I heard one of the band turn round and say: 'Christ, we've got a drummer' and I thought, 'Hello, this is something I can do'."
After playing for only a few months, Ginger got a job with a local trad jazz band led by Bob Wallis. At the age of 16, he quit his job, left home, and spent a year on the road. After some time, Ginger got fed up with his kit.
With his characteristic achiever's attitude, he decided to make his own: "I got this great idea for using Perspex," recalls Ginger. "It was like wood to work on, but it was smooth, and it would save painting the inside of the drum shell with gloss paint. So I bent the shells and shaped them over a gas stove." Ginger made the kit in 1961 and used it until 1966, when he bought his first Ludwig set. Sadly, it was this home-made set that Jack Bruce would demolish with his upright bass in an on-stage brawl with Baker during the Graham Bond days. Bruce later recalled that the kit sounded spectacular -- like no other kit he'd heard before.
Listening to records, Ginger absorbed the playing of Baby Dodds and Alton Red. Then he discovered Max Roach. Applying Roach's technique, Ginger's wild and unconventional playing got him fired from a few bands, but ultimately it would develop into the rhythmic genius that would astound drummers around the world. Moving on to London's West End, he got another band job: "I got a reading gig, and I couldn't read. I had to learn to read music in a fortnight, to get the gig. It took me a week to find out what a repeat sign meant. I couldn't figure out why I was getting to the end of a part and the band was still playing!"
During the early 1960s, Ginger played in many jazz ensembles, striving to become a part of London's modern jazz circuit. His passionate and unconventional style, not to mention his short temper, were considered too disturbing. Says Ginger, "In those days I played like a madman and got emotionally involved with the music.

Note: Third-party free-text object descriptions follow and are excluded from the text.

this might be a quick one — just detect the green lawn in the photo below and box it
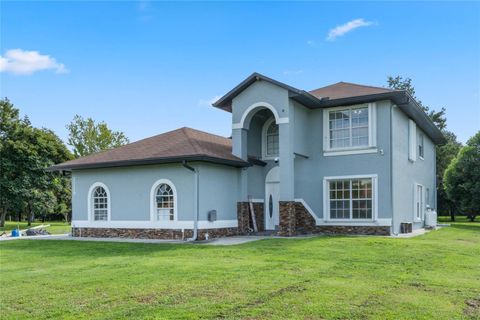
[0,221,71,235]
[0,223,479,319]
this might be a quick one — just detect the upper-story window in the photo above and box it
[263,118,279,159]
[418,133,424,159]
[329,106,368,148]
[323,103,377,156]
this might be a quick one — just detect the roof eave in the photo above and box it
[47,155,251,171]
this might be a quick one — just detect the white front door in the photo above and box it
[265,182,279,230]
[265,166,280,230]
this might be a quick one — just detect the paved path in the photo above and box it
[1,227,441,244]
[0,234,266,245]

Some people don't like that. They feel they are losing control of the band. A lot of drummers played what they heard on record. I was always playing myself. I had influences, obviously, but when I was playing modern jazz I was always accused of being a rock'n'roller because I need to lay down an off-beat. But then, so did Art Blakey. They didn't like this loud drummer playing off-beats, and getting the audience clapping their hands, and dancing about. That was most uncalled for. You were supposed to sit up and listen and drink your drink. But I never considered myself a rock'n'roller, I was always a jazzer."
In 1962, Ginger entered the R&B scene, joining Alexis Korner's Blues Incorporated in August of that year, taking over as drummer on the recommendation of Charlie Watts. One night, the late great modern jazz drummer Phil Seamen came to hear Ginger. They later practised and talked together. "Phil heard me play in the All-Niter Club which used to be the Flamingo on Wardour Street," Ginger recalls. "Tubby Hayes (the sax player) had apparently been in there and heard me and ran over to Ronnie Scott's Club and told Phil to come down and hear me. When I got off stage I was suddenly confronted by my hero."
In February 1963, Ginger, Graham Bond, and Jack Bruce left Alexis Korner to form the Graham Bond Organisation. Ginger stayed with Bond until 1966 when he formed CREAM. The Bond years were tremendously exciting for Ginger and for the British R&B scene; jazz guitar great John McLaughlin would join the Graham Bond Organisation, then later tenor sax man Dick Heckstall-Smith. During those years, Ginger developed a ferocious approach to drumming which would stun the world during his high-profile days with CREAM. Ginger would add a touch of jazz technique to the rock form, becoming probably the first true jazz-rock fusion drummer. Even today, great musicians hail Ginger as the greatest drummer of the rock genre, though the public at large has given him less credit than he deserves.